Patricia Ducket is one of those homeowners swindled out of her home by William Wayland, who convinced her to pay him to modify her mortgage as the bank foreclosed on her home.

“I just want him to pay for what he has done, the suffering he has caused,” Ducket told News4 in January 2020.

Ducket owned her home for 19 years and worked multiple jobs to keep it when Wayland said he could lower her payments.

A judge went above sentencing guidelines in this case, sentencing Wayland to eight years in prison and five years of probation. If he violates probation after his release, he could go back to prison for another three years.

"What you did was egregious,” the judge told Wayland before sentencing. “You were the main actor. You preyed on people who needed help, and what they lost, they can't get back. "

Angela Paige lost thousands of dollars to Wayland and filed for bankruptcy to keep her home.
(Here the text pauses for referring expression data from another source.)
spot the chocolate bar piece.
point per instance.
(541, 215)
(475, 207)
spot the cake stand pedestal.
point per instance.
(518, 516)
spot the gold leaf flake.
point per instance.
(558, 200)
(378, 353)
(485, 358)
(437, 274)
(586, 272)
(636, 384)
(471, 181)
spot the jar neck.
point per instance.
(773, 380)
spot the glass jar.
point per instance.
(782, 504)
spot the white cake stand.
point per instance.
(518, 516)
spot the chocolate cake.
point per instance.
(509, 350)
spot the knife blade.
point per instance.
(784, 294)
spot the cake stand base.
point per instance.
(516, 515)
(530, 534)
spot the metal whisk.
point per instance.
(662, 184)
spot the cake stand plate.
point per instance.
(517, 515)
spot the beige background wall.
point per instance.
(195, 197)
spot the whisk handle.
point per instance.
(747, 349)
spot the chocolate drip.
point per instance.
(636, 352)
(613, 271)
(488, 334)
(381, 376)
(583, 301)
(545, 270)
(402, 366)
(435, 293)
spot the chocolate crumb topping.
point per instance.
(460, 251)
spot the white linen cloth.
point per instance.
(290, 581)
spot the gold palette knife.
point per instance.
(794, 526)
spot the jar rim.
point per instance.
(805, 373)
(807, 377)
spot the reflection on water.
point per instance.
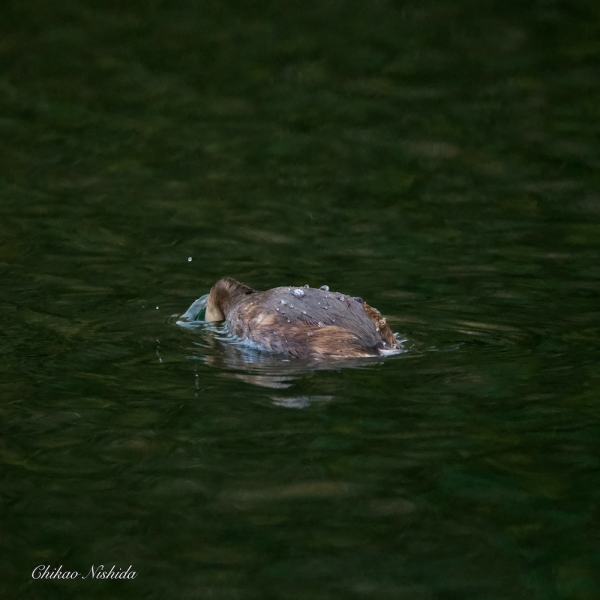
(437, 158)
(247, 361)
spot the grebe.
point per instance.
(301, 321)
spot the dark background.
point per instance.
(440, 160)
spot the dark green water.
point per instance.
(441, 160)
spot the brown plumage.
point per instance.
(302, 322)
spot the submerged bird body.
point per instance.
(302, 322)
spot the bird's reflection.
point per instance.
(242, 360)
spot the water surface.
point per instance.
(440, 161)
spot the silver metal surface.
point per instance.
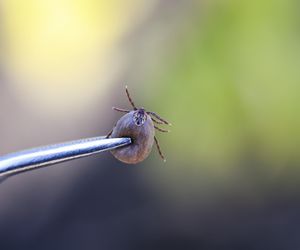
(48, 155)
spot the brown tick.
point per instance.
(138, 125)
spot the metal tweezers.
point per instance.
(31, 159)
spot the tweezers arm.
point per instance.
(52, 154)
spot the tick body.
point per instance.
(138, 124)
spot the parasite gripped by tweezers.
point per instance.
(52, 154)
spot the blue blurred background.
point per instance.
(225, 73)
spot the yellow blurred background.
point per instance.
(225, 73)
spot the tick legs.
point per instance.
(161, 130)
(158, 117)
(159, 150)
(129, 98)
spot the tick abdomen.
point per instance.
(142, 138)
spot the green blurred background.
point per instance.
(225, 73)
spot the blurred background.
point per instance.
(225, 73)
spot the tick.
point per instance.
(138, 124)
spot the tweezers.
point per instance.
(31, 159)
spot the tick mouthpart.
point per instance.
(139, 117)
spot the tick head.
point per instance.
(139, 116)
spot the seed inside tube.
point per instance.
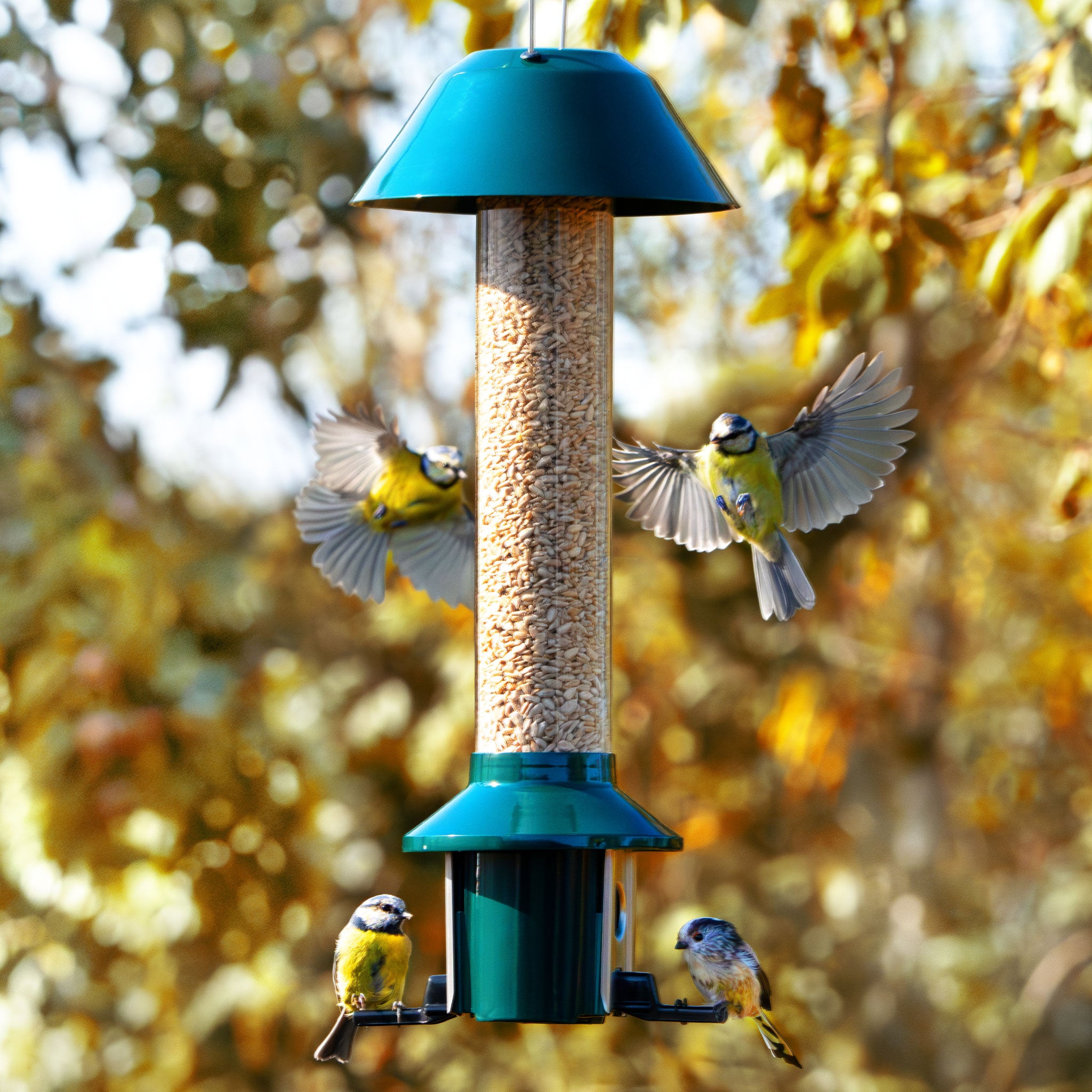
(544, 326)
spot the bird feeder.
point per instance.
(544, 148)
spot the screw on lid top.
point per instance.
(563, 123)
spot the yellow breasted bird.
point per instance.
(725, 970)
(371, 963)
(745, 486)
(374, 495)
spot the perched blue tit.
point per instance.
(373, 495)
(746, 486)
(726, 971)
(372, 958)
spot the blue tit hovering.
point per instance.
(746, 486)
(372, 958)
(726, 971)
(373, 495)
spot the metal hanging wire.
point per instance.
(531, 54)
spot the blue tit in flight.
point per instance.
(373, 495)
(726, 971)
(746, 486)
(372, 958)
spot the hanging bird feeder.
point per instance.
(544, 148)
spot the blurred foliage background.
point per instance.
(210, 756)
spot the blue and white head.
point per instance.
(733, 435)
(709, 938)
(381, 913)
(443, 465)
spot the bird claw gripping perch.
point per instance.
(434, 1009)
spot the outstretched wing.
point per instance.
(837, 453)
(669, 496)
(353, 449)
(438, 558)
(352, 556)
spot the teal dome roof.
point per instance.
(573, 123)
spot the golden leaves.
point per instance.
(806, 738)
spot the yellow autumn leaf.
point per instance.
(849, 280)
(1059, 245)
(1011, 244)
(777, 303)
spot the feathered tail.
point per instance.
(338, 1047)
(782, 587)
(774, 1040)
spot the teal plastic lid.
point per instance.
(572, 123)
(541, 801)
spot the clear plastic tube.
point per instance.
(544, 350)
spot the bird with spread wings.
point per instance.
(746, 486)
(373, 495)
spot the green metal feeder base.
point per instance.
(532, 909)
(541, 801)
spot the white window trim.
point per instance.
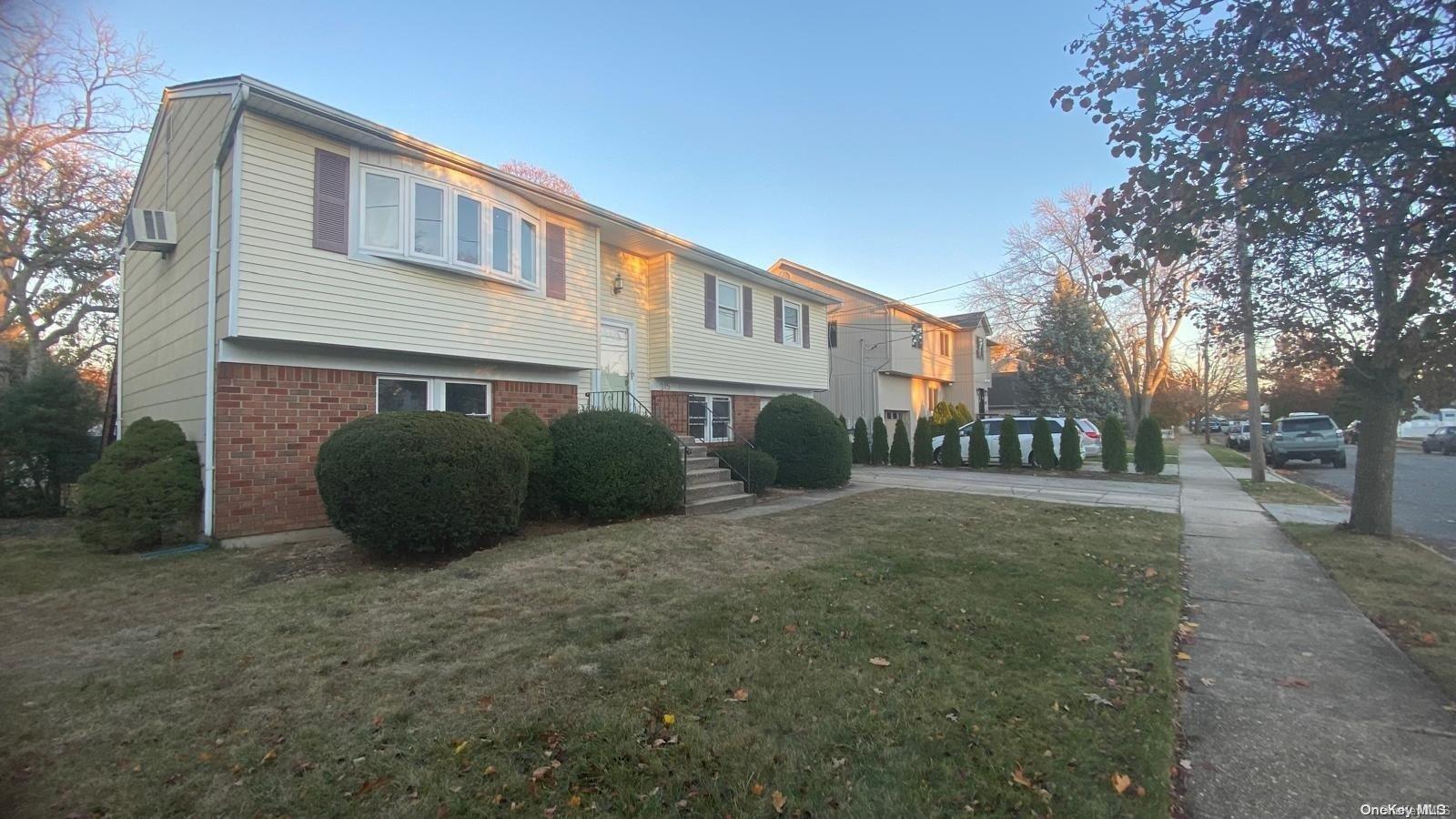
(405, 252)
(404, 212)
(708, 416)
(436, 390)
(446, 229)
(718, 308)
(798, 329)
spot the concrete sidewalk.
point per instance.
(1299, 705)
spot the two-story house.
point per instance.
(322, 267)
(895, 360)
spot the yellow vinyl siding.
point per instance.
(288, 290)
(164, 336)
(632, 305)
(705, 354)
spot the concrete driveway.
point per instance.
(1085, 491)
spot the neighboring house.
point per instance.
(895, 360)
(327, 267)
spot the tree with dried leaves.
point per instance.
(541, 177)
(1143, 317)
(1322, 133)
(75, 99)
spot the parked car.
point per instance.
(1441, 439)
(1305, 436)
(1024, 433)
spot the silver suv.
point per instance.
(1305, 436)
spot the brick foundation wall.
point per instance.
(672, 409)
(269, 424)
(546, 399)
(271, 421)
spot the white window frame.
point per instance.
(363, 208)
(718, 308)
(436, 390)
(798, 329)
(446, 229)
(449, 261)
(480, 227)
(710, 416)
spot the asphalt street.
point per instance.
(1424, 491)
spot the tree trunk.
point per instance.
(1375, 467)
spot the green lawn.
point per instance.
(1286, 493)
(1400, 584)
(895, 653)
(1227, 457)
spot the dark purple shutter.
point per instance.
(710, 300)
(331, 201)
(555, 261)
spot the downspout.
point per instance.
(210, 380)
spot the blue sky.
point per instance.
(887, 145)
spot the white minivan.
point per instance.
(1091, 438)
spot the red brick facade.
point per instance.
(550, 401)
(269, 424)
(271, 421)
(672, 409)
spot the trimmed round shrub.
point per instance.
(759, 467)
(402, 482)
(1148, 450)
(145, 491)
(880, 443)
(861, 448)
(611, 464)
(541, 486)
(1114, 445)
(1043, 450)
(807, 442)
(900, 450)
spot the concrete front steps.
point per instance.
(711, 487)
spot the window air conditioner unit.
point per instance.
(150, 230)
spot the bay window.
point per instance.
(400, 394)
(437, 225)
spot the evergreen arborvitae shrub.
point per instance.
(980, 450)
(807, 442)
(1148, 450)
(951, 446)
(1008, 443)
(145, 491)
(1114, 445)
(861, 450)
(1070, 455)
(880, 443)
(1043, 450)
(757, 468)
(924, 442)
(900, 450)
(46, 440)
(611, 464)
(402, 482)
(535, 438)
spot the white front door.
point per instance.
(615, 373)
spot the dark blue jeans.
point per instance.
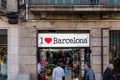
(4, 77)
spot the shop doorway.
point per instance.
(70, 48)
(73, 58)
(3, 53)
(114, 55)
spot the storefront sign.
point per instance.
(63, 40)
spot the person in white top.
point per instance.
(58, 72)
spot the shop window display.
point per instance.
(72, 58)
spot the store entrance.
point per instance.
(72, 58)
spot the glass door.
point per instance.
(72, 58)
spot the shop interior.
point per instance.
(72, 58)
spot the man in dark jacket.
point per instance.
(89, 72)
(108, 74)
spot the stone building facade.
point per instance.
(22, 37)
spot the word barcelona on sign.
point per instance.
(63, 40)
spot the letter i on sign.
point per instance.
(41, 39)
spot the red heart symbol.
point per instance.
(48, 40)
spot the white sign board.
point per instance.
(63, 40)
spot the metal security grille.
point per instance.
(114, 55)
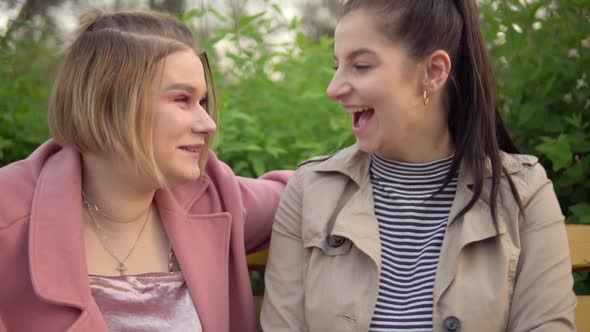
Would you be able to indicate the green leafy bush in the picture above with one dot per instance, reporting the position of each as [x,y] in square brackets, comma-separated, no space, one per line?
[27,68]
[542,60]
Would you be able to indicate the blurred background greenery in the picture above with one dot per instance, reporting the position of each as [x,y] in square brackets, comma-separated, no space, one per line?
[272,69]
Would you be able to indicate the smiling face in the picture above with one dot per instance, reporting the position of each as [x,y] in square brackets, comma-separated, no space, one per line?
[182,126]
[380,85]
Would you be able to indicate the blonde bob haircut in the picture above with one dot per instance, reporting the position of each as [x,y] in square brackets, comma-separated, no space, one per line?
[100,98]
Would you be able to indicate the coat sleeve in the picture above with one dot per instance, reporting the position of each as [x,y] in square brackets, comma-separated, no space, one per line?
[543,299]
[283,305]
[260,199]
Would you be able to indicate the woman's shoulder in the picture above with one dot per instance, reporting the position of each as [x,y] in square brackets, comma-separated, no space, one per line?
[526,172]
[18,181]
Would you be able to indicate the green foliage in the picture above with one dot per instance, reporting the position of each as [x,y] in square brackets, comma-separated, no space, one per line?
[27,65]
[542,56]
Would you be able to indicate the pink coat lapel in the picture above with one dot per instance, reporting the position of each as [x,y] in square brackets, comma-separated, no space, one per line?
[56,242]
[201,245]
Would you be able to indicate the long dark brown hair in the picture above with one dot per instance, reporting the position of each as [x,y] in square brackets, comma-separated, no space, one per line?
[474,121]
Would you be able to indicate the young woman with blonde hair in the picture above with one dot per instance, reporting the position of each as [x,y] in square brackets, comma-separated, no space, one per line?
[125,220]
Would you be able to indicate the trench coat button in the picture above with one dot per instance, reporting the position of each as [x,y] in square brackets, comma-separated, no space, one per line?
[335,241]
[452,324]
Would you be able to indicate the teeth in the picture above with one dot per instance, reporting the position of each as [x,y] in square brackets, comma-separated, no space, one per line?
[361,109]
[190,149]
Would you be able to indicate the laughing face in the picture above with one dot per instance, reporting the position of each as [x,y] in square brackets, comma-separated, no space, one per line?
[380,85]
[181,122]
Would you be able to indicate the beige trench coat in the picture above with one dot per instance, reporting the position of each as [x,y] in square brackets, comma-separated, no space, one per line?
[325,255]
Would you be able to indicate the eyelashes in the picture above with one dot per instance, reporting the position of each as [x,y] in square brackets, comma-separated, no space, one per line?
[204,102]
[357,66]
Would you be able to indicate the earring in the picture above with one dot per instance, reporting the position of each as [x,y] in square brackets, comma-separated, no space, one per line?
[426,97]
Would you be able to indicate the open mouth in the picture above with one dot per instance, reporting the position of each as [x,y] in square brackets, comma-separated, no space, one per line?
[361,117]
[191,148]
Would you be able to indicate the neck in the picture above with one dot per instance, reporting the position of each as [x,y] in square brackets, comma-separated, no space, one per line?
[117,190]
[432,145]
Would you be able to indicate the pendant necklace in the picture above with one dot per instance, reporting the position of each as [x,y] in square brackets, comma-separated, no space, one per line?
[121,267]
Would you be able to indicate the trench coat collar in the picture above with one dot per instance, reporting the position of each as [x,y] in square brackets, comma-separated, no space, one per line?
[355,163]
[354,221]
[56,242]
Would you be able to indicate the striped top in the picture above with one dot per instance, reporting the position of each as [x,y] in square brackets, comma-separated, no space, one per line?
[412,224]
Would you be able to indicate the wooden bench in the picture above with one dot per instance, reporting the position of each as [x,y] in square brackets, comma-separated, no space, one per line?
[579,241]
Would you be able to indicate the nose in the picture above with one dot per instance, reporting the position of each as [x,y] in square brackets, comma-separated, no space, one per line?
[203,123]
[338,87]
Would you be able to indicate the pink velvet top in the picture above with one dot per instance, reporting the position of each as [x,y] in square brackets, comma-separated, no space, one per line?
[146,302]
[212,223]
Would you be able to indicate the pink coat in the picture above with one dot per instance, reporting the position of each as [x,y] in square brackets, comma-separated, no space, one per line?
[212,223]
“He appears to be arrogant to me, and I think he's going to do it again,” she said after court. “I don't think he's learned his lesson."

"He had a civil judge in Baltimore County sign a civil order in 2015 telling him not to give mortgage advice to people,” Prince George's County Assistant State's Attorney Drew Griggs said. “He ignored that order and by 2018 he had pled guilty to eight charges of defrauding people of money and violating the Mortgage Assistance Act."

While on probation, Wayland victimized others for years, according to prosecutors. Charging documents say he posed as an attorney and promised to help them modify mortgage payments.

"When a senior loses something like a home, it's difficult, if not nearly impossible, to get it back, because it's something they worked their whole lives for," Prince George's State's Attorney Aisha Braveboy said.

In court Friday, Wayland's attorney said that his home family is facing financial difficulties due to his incarceration, and they are looking at the possibility of losing their Potomac, Maryland, home.

Wayland also was ordered to pay $6,000 in restitution to Ducket.